Rayagada railway station is an important station from where direct trains are available to Mumbai, Chennai, Kolkata, Hyderabad, Bhubaneswar, Raipur, New Delhi, Bangalore, Ahmedabad, Puri, Visakhapatnam, Vizianagaram and other cities. Rayagada Railway station comes in between Visakhapatnam-Raipur main line. Trains towards Raipur are passing through Muniguda railway station.

Air
The nearest airport is the Visakhapatnam Airport at a distance of 240 km towards the south. The other nearest airports are the Bhubaneswar Airport, which is about 370 km, and Raipur Airport, which is around 340 km.

Politics
As per constitution of India and Panchyati Raaj Act, Durgi village is administrated by Sarpanch (Head of Village) who is elected representative of village. Current MLA from Bissam Cuttack (ST) Assembly Constituency is Sri Jagannath Saraka of BJD, who won the seat in State elections of 2014 for the first time.
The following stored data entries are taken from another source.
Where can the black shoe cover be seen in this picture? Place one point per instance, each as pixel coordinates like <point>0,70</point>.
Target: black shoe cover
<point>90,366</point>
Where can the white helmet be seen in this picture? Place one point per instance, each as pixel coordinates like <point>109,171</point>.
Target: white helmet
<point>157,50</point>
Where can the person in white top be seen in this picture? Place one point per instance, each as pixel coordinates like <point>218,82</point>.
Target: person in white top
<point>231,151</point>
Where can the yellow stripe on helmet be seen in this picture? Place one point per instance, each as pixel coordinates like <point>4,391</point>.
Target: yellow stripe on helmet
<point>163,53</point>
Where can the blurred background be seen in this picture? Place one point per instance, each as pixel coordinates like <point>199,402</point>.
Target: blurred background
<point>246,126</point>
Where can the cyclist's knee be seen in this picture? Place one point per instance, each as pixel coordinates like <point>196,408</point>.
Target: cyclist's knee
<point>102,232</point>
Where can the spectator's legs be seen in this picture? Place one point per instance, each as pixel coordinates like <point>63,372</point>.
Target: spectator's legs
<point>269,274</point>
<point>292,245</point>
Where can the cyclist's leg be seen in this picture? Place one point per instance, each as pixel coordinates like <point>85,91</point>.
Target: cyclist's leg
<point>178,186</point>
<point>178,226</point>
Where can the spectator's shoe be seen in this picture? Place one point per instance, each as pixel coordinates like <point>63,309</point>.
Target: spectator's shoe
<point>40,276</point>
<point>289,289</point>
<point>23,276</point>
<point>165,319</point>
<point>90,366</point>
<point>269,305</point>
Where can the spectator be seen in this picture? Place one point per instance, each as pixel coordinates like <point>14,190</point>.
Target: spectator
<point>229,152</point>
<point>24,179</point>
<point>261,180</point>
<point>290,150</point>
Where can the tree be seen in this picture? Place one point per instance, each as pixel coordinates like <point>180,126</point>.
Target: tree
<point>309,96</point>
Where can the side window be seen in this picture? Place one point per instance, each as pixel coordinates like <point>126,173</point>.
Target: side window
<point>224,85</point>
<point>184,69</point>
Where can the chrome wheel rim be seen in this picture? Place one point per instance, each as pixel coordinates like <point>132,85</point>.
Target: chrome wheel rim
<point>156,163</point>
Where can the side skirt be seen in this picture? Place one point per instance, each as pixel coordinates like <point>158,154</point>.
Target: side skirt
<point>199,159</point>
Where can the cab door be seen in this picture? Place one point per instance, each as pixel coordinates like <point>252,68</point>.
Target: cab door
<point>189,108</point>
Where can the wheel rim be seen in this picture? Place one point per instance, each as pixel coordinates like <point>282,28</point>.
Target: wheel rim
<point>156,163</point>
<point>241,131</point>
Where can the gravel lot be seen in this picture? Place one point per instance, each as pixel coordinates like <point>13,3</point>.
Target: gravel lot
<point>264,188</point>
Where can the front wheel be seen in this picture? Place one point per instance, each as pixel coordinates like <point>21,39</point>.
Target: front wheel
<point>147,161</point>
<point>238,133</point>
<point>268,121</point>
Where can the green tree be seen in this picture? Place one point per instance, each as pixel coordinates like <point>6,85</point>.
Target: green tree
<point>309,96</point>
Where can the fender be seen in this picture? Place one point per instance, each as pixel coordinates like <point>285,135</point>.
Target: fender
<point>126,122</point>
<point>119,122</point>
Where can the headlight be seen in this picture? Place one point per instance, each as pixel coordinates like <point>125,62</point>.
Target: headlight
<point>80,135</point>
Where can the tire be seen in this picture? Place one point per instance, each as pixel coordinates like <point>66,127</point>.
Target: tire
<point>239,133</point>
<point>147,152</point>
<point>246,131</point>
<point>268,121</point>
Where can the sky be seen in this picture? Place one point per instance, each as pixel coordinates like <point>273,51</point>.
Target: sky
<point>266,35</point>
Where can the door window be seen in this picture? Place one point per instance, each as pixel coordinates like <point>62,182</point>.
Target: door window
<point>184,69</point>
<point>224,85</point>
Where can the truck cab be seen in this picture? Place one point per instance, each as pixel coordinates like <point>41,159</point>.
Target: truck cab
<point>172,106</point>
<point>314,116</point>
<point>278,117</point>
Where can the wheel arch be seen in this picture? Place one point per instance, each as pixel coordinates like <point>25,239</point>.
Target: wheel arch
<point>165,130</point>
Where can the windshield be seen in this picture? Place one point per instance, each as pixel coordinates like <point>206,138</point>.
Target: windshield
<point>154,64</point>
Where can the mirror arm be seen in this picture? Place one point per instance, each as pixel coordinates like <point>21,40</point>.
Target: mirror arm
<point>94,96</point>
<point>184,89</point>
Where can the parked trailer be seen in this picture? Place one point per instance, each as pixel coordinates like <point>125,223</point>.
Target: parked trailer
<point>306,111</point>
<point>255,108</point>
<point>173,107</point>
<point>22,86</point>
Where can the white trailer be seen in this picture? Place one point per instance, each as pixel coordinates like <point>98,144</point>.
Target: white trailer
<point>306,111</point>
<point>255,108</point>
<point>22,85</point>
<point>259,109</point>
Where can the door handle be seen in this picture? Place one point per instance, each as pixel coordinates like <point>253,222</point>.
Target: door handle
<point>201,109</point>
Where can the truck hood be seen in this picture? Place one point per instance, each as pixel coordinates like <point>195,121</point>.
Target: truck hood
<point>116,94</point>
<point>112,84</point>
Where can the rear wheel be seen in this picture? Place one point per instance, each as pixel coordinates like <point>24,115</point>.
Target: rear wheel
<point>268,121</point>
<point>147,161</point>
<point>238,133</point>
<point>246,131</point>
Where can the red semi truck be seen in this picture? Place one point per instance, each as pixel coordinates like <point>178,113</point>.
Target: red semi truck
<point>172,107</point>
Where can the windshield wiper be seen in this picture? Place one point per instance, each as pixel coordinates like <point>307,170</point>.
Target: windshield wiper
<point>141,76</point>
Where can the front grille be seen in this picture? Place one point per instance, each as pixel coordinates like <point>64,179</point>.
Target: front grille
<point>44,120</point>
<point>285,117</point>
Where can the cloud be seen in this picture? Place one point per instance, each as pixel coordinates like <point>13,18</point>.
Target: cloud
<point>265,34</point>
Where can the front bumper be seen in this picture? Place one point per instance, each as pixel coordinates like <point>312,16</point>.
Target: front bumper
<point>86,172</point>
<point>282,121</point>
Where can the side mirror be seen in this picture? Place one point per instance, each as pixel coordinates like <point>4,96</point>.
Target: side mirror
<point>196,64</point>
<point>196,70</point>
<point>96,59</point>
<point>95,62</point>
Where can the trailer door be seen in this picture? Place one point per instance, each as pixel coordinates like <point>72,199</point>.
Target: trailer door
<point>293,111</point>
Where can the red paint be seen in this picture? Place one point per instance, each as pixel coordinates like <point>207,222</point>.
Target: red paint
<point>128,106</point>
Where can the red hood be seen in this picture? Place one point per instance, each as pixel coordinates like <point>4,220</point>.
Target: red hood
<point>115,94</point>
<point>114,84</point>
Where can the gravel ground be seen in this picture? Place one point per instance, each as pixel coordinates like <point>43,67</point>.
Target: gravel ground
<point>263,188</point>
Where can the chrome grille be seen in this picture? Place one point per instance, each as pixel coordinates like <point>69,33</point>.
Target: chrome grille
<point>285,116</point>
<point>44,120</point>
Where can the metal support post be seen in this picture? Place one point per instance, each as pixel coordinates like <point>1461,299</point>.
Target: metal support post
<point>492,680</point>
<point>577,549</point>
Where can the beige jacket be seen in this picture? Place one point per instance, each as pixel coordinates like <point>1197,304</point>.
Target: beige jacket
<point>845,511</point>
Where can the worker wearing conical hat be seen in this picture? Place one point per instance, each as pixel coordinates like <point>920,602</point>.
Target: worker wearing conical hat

Durgi comes under the Koraput (Lok Sabha constituency). Sri Jhinna Hikakka of BJD is the present elected MP of the Koraput (ST) Lok Sabha constituency. After independence, Durgi has been playing a prominent role in politics in Rayagada District in general and Bissam Cuttack constituency in particular. Many leaders are emerged from the land of Durgi and contributed significantly in politics. The popular personalities like Sri Trinath Das (Block Chairman, Bissam Cuttack) and Sri Sudhir Das (President of BJD, Rayagada District) do belongs from this place. Chief Ministers like late Biju Patnaik, Navin Patnaik and Giridhar Gomango also visited to this place for their socio-political work.